For example, sensing important factors that involve motor drive and position in the automotive environment is a multi-faceted mechanical, environmental, and electronic challenge. To remedy this situation, the LX34070 integrated circuit of Microchip technology targets electric vehicle (EV) motor control applications.

This high-speed inductive position sensor includes differential outputs, fast sample rates, and features that make it functional safety ready for ISO 26262 compliance in Automotive Safety Integrity Level (ASIL-C) classification. C) and AEC-Q100 certification for Level 0.

Inductive sensing isn’t new, of course, and uses an AC-excited primary coil – here fabricated as part of the PCB – to generate a magnetic field that couples to two secondary coils (also part of the board) . A small metallic target object disrupts this magnetic field, causing each secondary coil to receive a different voltage; the ratio between the voltages is used to calculate the absolute position (Fig.1).

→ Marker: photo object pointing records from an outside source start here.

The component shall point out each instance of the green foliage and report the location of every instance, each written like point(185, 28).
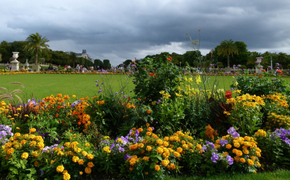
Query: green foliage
point(152, 76)
point(227, 47)
point(259, 85)
point(106, 64)
point(275, 150)
point(35, 43)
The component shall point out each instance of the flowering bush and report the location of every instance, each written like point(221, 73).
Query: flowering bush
point(245, 113)
point(259, 85)
point(275, 147)
point(22, 154)
point(151, 77)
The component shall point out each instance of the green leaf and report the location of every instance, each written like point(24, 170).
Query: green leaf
point(152, 165)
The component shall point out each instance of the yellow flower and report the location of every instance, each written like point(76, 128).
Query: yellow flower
point(228, 146)
point(24, 155)
point(198, 79)
point(75, 159)
point(35, 163)
point(159, 141)
point(88, 170)
point(176, 154)
point(90, 164)
point(159, 150)
point(157, 167)
point(60, 168)
point(90, 156)
point(32, 130)
point(250, 162)
point(242, 160)
point(66, 176)
point(149, 148)
point(179, 149)
point(80, 161)
point(165, 162)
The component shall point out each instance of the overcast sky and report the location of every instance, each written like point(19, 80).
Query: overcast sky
point(124, 29)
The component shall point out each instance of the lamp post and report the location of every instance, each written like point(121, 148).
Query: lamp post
point(15, 63)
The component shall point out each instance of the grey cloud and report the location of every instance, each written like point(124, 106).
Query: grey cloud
point(124, 28)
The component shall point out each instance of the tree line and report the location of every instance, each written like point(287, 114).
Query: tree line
point(227, 53)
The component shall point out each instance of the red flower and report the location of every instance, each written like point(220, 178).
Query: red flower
point(228, 94)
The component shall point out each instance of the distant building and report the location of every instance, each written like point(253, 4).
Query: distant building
point(83, 55)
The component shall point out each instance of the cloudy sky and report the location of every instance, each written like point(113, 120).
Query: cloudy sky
point(124, 29)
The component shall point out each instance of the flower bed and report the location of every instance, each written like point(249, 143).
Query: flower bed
point(168, 128)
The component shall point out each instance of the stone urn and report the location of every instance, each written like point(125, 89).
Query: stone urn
point(259, 66)
point(15, 63)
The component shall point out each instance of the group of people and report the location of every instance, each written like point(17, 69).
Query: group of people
point(81, 68)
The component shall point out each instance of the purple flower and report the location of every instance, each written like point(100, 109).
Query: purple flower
point(112, 146)
point(41, 172)
point(121, 149)
point(126, 157)
point(223, 142)
point(204, 148)
point(235, 135)
point(230, 160)
point(231, 130)
point(214, 157)
point(211, 144)
point(104, 141)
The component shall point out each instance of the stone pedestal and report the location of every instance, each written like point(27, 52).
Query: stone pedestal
point(14, 65)
point(258, 69)
point(36, 67)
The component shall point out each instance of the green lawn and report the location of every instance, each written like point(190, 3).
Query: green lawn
point(42, 85)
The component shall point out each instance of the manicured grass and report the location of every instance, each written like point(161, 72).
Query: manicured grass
point(277, 175)
point(43, 85)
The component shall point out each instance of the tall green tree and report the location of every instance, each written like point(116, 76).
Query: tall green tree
point(106, 64)
point(35, 43)
point(227, 47)
point(98, 63)
point(73, 58)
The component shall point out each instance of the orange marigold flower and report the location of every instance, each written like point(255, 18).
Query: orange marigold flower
point(157, 167)
point(88, 170)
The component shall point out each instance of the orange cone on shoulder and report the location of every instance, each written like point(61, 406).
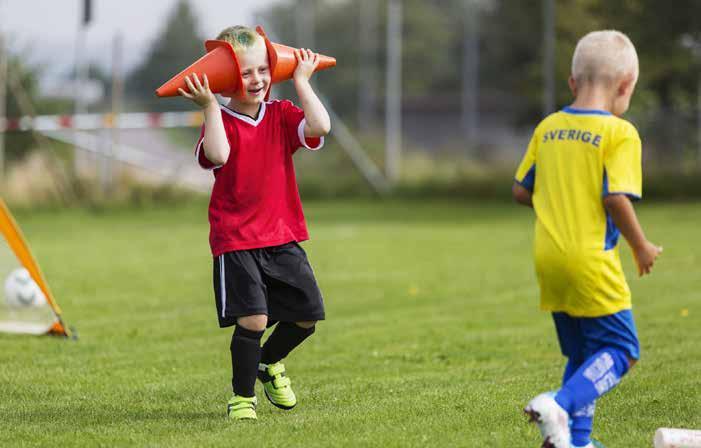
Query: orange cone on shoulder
point(222, 68)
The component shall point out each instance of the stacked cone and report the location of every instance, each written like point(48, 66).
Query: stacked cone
point(222, 68)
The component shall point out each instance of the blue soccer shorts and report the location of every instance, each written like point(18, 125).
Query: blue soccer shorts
point(582, 337)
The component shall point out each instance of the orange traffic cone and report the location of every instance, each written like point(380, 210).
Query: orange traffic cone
point(219, 64)
point(222, 68)
point(283, 61)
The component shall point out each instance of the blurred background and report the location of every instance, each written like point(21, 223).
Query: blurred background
point(429, 97)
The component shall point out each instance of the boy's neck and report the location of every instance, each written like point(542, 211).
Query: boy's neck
point(593, 98)
point(251, 110)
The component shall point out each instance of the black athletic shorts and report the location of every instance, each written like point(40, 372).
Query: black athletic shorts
point(277, 281)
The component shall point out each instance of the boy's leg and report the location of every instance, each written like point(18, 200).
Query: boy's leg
point(613, 340)
point(239, 291)
point(581, 421)
point(245, 353)
point(284, 339)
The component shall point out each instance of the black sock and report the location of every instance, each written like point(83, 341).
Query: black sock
point(245, 356)
point(285, 337)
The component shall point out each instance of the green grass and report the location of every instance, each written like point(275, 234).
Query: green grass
point(433, 335)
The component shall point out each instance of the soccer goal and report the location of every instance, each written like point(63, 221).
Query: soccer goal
point(27, 305)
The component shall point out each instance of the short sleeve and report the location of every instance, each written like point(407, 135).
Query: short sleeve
point(202, 159)
point(525, 174)
point(623, 166)
point(294, 128)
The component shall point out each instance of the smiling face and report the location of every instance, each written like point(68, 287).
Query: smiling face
point(255, 74)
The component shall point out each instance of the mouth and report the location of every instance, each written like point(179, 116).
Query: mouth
point(257, 91)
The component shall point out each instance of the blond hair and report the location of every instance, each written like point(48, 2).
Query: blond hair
point(242, 38)
point(604, 57)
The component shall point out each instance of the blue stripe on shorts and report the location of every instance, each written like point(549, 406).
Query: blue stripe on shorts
point(582, 337)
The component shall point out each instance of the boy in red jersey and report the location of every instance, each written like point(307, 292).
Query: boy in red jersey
point(261, 274)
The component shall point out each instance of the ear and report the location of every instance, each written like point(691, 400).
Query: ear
point(573, 85)
point(626, 85)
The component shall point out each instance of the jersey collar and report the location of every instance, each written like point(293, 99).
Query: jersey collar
point(572, 110)
point(246, 118)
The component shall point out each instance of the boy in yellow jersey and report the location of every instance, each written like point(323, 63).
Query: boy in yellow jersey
point(581, 172)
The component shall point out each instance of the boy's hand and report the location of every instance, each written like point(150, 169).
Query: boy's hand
point(307, 62)
point(199, 91)
point(645, 256)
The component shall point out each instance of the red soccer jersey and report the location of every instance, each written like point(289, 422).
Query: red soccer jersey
point(255, 202)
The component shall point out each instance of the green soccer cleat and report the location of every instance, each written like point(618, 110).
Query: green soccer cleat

By using board traces rather than transformer-based magnetic windings and coil structures, the LX34070 has negligible size and mass compared to alternative approaches. Accuracy is improved because the performance does not depend on the absolute strength of the magnet, but rather on their difference. The device further enhances ruggedness by actively rejecting stray magnetic fields, a major concern in electric vehicles.

These and other features provide designers with increased flexibility in where the LX34070 thin-and-light PCB-based solution can be placed in their EV motor control designs. The two output signals that represent absolute position can be used in a single-ended configuration to reduce pin count or as differential signals to maximize noise immunity if needed.

As expected, the IC is complex internally (Fig.2).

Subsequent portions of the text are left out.